Ella suspiró y se las arregló para sonreír.

—Todavía pregunta por Zyerne —dijo con suavidad—. Realmente la amaba, ¿sabéis? Sabe que está muerta y trata de fingir que recuerda que murió como yo le dije, cayéndose de un caballo… Pero es extraño. Está más amable ahora. Nunca será considerado, por supuesto, pero ya no es tan rápido ni tan inteligente y creo que hiere menos a los demás. Ayer se le cayó una taza durante el almuerzo…, está muy torpe ahora, y hasta se disculpó conmigo. —Hubo una cierta mueca en su sonrisa, tal vez para cubrir las lágrimas—. Recuerdo que antes no sólo me hubiera culpado sino que habría conseguido que yo me culpara a mí misma.

Ella y Gareth habían estado siguiendo a John por la línea de bestias, con las manos todavía unidas; las faldas rosadas de la muchacha, brillantes contra el gris peltre de la mañana congelada. Jenny, de pie, lejos, escuchaba sus voces pero sentía como si estuviera viéndolos a través de un vidrio: eran parte de una vida de la que estaba a medias separada, a la que no tenía que volver a menos que lo decidiera. Y todo el tiempo, su mente escuchaba el cielo, oía con extraña claridad las voces del viento alrededor de las torres de la ciudadela, buscando algo…
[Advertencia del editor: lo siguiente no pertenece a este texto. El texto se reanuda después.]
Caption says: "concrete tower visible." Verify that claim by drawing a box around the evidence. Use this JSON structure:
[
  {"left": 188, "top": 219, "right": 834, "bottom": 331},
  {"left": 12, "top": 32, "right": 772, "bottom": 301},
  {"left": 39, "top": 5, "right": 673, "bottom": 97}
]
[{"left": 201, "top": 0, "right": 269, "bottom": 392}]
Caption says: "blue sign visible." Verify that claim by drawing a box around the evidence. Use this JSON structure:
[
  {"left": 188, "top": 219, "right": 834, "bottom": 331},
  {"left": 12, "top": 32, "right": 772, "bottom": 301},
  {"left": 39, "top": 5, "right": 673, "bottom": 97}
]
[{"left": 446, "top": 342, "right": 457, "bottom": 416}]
Vio la mirada de John, y vio cómo la preocupación cavaba una línea entre sus cejas; algo se retorció y ardió en su corazón.

—¿Tenéis que iros? —preguntó Gareth, con duda, y Jenny, que sentía como si le hubieran leído el pensamiento, levantó la vista, pero era a John a quien hablaba el príncipe—. ¿No podríais quedaros conmigo, aunque fuera un tiempo? Llevará un mes preparar las tropas para el norte… podríais tener un lugar en el consejo. No…, no puedo hacer esto solo.

John meneó la cabeza, inclinado sobre el lomo de la mula Clivy.

—Ya estás haciéndolo solo, héroe. Y en cuanto a mí, tengo mi propio reino que atender. Ya he estado fuera demasiado tiempo, en realidad. —Miró a Jenny como preguntándole algo, pero ella desvió la mirada.

El viento se agitó alrededor de los dos, corrientes cruzadas movieron la capa y el cabello de Jenny como el aleteo de un pájaro gigante. Ella levantó la vista y vio la forma del dragón que bajaba del cielo gris cobalto de la mañana.

Dio la espalda a la caravana reunida en el patio sin decir una palabra y corrió hacia la escalera estrecha que llevaba a los muros. La forma oscura colgaba como un barrilete negro sobre el viento, la voz suave era una canción en la mente de Jenny.

Por mi nombre, me ordenaste que me fuera, Jenny Waynest,
dijo él.
Ahora que tú te vas, yo también parto. Pero por tu nombre, te pido que me sigas. Ven conmigo a las islas de los dragones en los mares del norte. Ven conmigo y sé uno de nosotros, ahora y para siempre.